Critique parue en avril 2015 dans Bifrost n° 78

Franck Manuel n’y est pas allé avec le dos de la cuiller. Dans le monde futuriste et souterrain de 029-Marie, les relations sociales sont régies par le très strict Code du comportement. Celui-ci stipule, notamment, que les contacts physiques sont interdits. Les transports en commun donnent donc un spectacle similaire à quelque chorégraphie hollywoodienne des années soixante où chaque citoyen angoissé effectue son petit ballet pour éviter de toucher ses voisins directs de quelque manière que ce soit. Au moindre frôlement, l’affront et le dégoût de l’autre doivent être jugulés par la Formule, litanie que l’on prononce au sol, les bras en croix et face contre terre. Dans un tel contexte, inutile de préciser que la sexualité a été abolie.

Chacun est équipé d’un Disque Cérébral (DC) très pratique : il permet de se connecter à l’esprit de ses congénères (ceux que l’on ne doit jamais, au grand jamais, toucher physiquement, donc) et de communiquer avec eux, directement dans leur tête. 029-Marie Kraft a montré de tels dons pour l’utilisation de son DC qu’elle est devenue professeure en Littérature classique. De sa cellule personnelle, mise à disposition par l’université, elle partage un savoir qui n’est pas le sien sur le Roman de Renart, Maupassant ou encore Beckett. Pour ce faire, elle scinde sa pensée en autant de contacts télépathiques qu’elle a d’étudiants. Elle doit aussi gérer les intrusions tentées par d’éventuels retardataires ou autres mauvais plaisants.

Ce prenant travail a le mérite de lui faire oublier l’atmosphère étouffante qui règne chez elle.

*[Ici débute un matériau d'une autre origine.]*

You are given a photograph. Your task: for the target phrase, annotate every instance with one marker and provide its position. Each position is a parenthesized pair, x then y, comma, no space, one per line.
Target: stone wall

Car 029-Marie ne supporte plus très bien la présence de son fils 454-Jean dont les yeux ne lui rappellent que trop ceux de son défunt mari, 328-Pierre. Un homme un peu trop câlin qu’elle préférerait oublier. Jusqu’au jour où un producteur d’émissions pirates la convainc d’infiltrer une expédition spatiale clandestine consacrée au tourisme sexuel.

Si l’histoire en elle-même reste d’une facture classique pour une dystopie, le roman de Franck Manuel fourmille d’idées et de tentatives plus ou moins réussies. L’auteur construit son roman de manière très oulipienne mais n’arrive pas à éviter certaines des lourdeurs qui menacent systématiquement l’exercice. La « virée des bordels » qu’il couche sur le papier surpasse les rêves moites les plus fous qui pourraient hanter les nuits d’un(e) fan de Star Trek ou de Cosmos 1999 sous acide. Aucun gros plan ne sera épargné au lecteur de ce Space Porn dont on cernera vite la faiblesse : un manque de positionnement troublant de l’auteur qui aurait pu exprimer sa vision de la chose au travers des personnages ou encore d’un humour malheureusement absent de son ouvrage.

Ce creux rend 029-Marie terne et vain : dispensable, donc. Mais comme Franck Manuel et un auteur qui fourmille intensément, on sera bien avisé de surveiller sa carrière de près.